Dougal, şaşkın bakışlarla bir bana bir albaya bakıyordu.

"Quany sen ne dediğinin farkında mısın?" Sertçe konuşmasından albay hiç etkilenmiş gibi değildi. Ayrıca ona amca yerine ilk defa adıyla seslenmişti.

"Gayet farkındayım oğlum. Tuğra, öz kızım olarak kayıtlara geçecek" ağzımızı bile açmadan dinliyorduk. Emir, Dougal'ın tepkisine dayanamayıp alaycı bir gülüş göndermişti. Melek ve ben ifadesizdik.

"Peki bu doğru mu? Kylie'nin bundan haberi var mı?"

"Kylie kim?" Diye araya girdi Emir. Dougal, direkt Emir'e dönmüştü.

"Daha evleneceğin kadını tanımıyorlar bile. Söylesene amca bu gerçekten doğru mu? Tuğra senin kızın mı?"

"Hayır doğru değil" diyen albaya şaşkınlıkla baktım. Ne yani Dougal'a da yalan söylemeyecek miydi?

"Bu sayede güvende olabilecekler" diye devam etti albay. Dougal ise sinirle ayağa kalktı ve ileri geri yürümeye başladı. Adam gerçekten çok yakışıklı da olsa şu giydikleri kiltler hâlâ bana tuhaf geliyordu ve sinirle yürüdüğünde aslında sevimli ve komik duruyordu. Bu adam mı bütün Britanya'ya korku salıyordu yani? Huysuzun tekiydi.

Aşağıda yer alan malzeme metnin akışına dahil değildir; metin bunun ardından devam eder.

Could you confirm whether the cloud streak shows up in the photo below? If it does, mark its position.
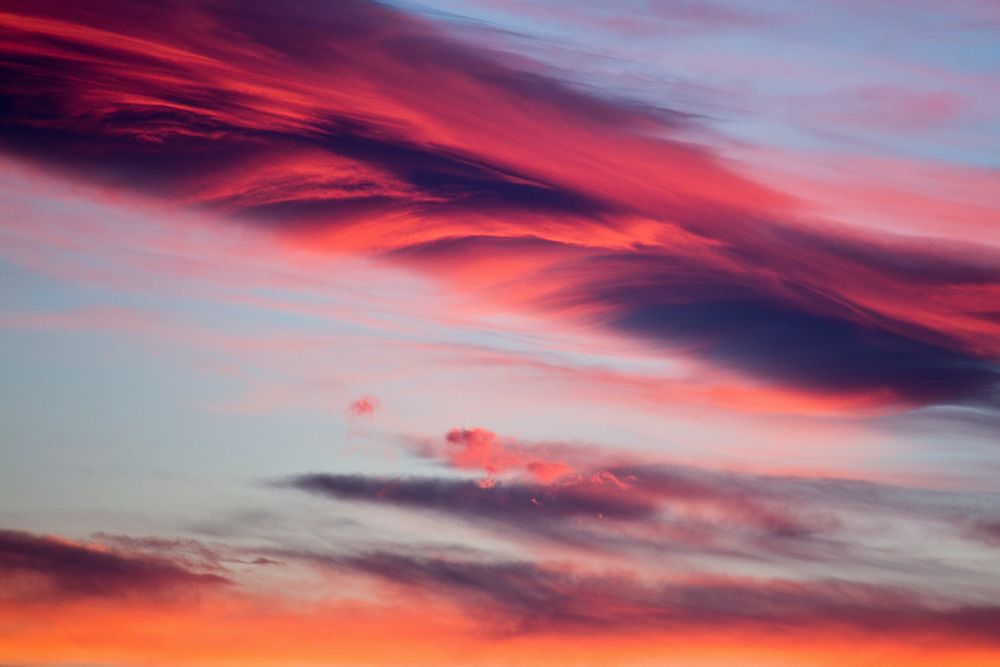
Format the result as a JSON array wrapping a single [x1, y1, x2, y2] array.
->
[[0, 2, 1000, 405]]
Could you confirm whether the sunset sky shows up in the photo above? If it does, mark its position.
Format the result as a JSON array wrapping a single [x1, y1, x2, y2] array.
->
[[0, 0, 1000, 667]]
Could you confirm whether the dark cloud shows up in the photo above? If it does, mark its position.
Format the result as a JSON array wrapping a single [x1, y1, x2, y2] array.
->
[[0, 530, 227, 602], [0, 0, 1000, 406], [327, 552, 1000, 641], [284, 474, 657, 523]]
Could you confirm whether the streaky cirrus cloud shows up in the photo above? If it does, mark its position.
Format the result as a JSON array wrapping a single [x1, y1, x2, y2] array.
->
[[0, 2, 1000, 405], [322, 552, 1000, 643]]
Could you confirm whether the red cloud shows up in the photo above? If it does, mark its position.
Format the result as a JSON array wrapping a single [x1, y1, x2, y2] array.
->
[[445, 428, 575, 484], [347, 396, 382, 417]]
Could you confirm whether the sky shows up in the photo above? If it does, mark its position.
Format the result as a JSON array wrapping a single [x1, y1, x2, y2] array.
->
[[0, 0, 1000, 667]]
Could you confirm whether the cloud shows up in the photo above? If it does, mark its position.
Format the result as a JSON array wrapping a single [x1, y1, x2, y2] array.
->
[[281, 474, 656, 523], [320, 552, 1000, 642], [0, 530, 228, 602], [0, 0, 1000, 406], [347, 396, 381, 417]]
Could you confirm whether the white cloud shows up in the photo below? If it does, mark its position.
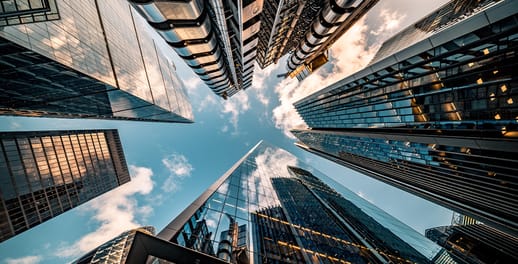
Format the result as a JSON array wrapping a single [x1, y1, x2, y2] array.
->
[[183, 77, 203, 98], [198, 94, 218, 112], [273, 20, 375, 138], [5, 256, 42, 264], [273, 9, 404, 138], [221, 91, 250, 134], [252, 63, 280, 106], [356, 191, 374, 204], [370, 9, 406, 38], [246, 145, 298, 211], [56, 166, 154, 257], [162, 154, 193, 192]]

"Neden bu insanları koruyorsun amca. Kim onlar, hangi ülkeden geldiler? Türk olduklarını söylüyorlar ancak Osmanlı'dan değiller. İlk geldiklerinde üçünün de kıyafetinde kırmızı beyaz renkte ay yıldızlı sembolleri vardı. Böyle bir ülke sembolü görmedim. Onlar bir şey söylemiyor sen söyle. Her şeyi anlatın artık yoksa beni karşınızda bulacaksınız" gerçeği neden bu kadar merak ediyordu anlamıyorum. Bu kadar kontrol manyağı olmasına gerek yoktu.

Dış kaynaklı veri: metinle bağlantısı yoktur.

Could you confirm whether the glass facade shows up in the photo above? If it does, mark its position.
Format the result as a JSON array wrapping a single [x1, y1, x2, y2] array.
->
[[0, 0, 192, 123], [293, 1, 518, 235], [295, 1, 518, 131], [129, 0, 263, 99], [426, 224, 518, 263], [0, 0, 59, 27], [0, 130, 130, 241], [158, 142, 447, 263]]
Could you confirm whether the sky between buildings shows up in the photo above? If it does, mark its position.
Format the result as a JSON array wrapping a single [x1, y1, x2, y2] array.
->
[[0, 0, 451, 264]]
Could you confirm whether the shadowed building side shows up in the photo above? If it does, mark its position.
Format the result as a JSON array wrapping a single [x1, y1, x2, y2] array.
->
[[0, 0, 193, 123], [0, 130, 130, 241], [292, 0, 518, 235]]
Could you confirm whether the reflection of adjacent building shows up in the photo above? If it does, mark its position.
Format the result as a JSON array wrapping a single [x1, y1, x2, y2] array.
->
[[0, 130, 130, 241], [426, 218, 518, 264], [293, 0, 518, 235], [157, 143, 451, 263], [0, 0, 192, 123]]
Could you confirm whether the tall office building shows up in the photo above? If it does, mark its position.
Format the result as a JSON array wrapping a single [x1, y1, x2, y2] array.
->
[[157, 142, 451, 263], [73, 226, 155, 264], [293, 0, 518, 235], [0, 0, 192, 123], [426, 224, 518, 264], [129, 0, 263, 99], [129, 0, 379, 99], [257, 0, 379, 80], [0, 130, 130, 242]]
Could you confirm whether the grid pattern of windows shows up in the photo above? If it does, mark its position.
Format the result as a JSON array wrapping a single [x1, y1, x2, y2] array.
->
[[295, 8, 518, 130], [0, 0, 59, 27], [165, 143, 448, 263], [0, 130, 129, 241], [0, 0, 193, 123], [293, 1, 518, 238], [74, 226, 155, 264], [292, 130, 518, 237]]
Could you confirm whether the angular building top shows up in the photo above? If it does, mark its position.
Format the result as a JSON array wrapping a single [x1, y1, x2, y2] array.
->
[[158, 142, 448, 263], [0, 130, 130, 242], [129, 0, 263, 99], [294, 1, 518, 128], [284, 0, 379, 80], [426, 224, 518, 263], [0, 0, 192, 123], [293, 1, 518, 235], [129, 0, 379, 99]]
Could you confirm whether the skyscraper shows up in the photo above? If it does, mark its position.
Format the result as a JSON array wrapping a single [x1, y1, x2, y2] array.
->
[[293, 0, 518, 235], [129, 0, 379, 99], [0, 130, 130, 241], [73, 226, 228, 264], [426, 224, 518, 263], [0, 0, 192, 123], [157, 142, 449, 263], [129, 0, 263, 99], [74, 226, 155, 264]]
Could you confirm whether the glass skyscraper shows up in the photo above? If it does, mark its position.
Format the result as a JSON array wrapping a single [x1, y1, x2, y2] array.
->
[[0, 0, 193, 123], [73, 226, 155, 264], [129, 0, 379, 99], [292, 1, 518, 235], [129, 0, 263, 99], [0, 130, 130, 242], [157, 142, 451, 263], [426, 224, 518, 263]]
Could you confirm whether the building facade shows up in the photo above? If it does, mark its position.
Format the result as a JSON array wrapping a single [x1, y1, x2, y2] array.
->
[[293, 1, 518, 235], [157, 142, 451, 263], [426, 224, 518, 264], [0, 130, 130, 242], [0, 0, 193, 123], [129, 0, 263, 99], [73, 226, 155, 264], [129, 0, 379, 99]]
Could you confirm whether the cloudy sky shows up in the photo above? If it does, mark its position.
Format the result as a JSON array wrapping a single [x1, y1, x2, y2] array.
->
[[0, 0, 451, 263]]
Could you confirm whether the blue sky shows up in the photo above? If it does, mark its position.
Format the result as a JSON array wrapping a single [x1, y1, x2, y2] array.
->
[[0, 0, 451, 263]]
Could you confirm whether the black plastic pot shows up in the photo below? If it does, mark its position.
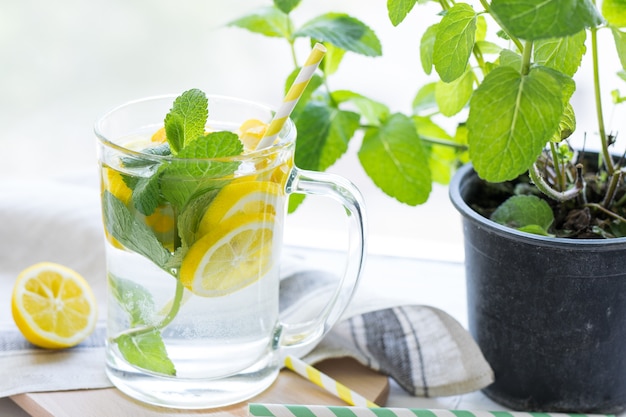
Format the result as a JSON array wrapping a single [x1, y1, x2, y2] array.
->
[[450, 165, 626, 413]]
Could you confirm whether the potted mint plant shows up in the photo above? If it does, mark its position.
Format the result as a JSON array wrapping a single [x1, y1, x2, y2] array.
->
[[232, 0, 626, 413]]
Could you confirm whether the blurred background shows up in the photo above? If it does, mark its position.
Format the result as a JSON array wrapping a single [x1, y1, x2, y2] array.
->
[[0, 0, 626, 260]]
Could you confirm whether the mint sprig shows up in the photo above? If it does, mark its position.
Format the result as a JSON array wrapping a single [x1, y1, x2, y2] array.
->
[[102, 89, 243, 375]]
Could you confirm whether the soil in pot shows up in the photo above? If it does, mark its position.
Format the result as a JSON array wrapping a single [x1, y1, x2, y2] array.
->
[[450, 162, 626, 413]]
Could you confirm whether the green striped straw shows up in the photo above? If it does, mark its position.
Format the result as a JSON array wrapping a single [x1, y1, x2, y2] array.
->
[[256, 43, 326, 149], [248, 403, 615, 417]]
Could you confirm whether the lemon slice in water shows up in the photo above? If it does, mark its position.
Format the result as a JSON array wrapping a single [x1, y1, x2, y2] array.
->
[[180, 214, 276, 297], [11, 262, 97, 349], [198, 181, 281, 236]]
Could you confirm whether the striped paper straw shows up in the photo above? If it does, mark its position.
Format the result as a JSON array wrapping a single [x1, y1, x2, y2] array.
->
[[285, 356, 378, 407], [248, 404, 614, 417], [257, 43, 326, 149]]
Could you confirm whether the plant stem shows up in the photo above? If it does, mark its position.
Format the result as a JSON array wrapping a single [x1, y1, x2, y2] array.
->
[[480, 0, 524, 51], [590, 25, 615, 176], [528, 164, 583, 202], [601, 171, 622, 209], [550, 141, 565, 191], [585, 203, 626, 223]]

"Zamanı gelince her şeyi anlatacağım. Şimdi sadece bana güven oğlum"

"Hayır amca, hemen şimdi her şeyi, saklamadan bana anlatacaksınız. Kimlere yardım ettiğimi, evimde misafir ettiğimi bilmeye hakkım var!"

"Biz masumlara zarar vermeyiz. Bizden korkacağın bir durum yok" Ah Emir adam zaten sinirli böyle mi söze girilir. Emir'in bu cümlesiyle albay uyarır gibi Emir'e baktı ama artık çok geçti. Çünkü Dougal tüm öfkesiyle Emir'e dönmüştü.

"Sizden korkmuyorum. Ben hiçbir şeyden korkmam. Evimde kimi barındırdığımı bilmek istiyorum sadece" O kadar öfkesine rağmen gayet mantıklı cevap vermişti Dougal. Ayrıca hiçbir şeyden korkmam diyordu ama bilinmezlikten korktuğunu söylemişti bana.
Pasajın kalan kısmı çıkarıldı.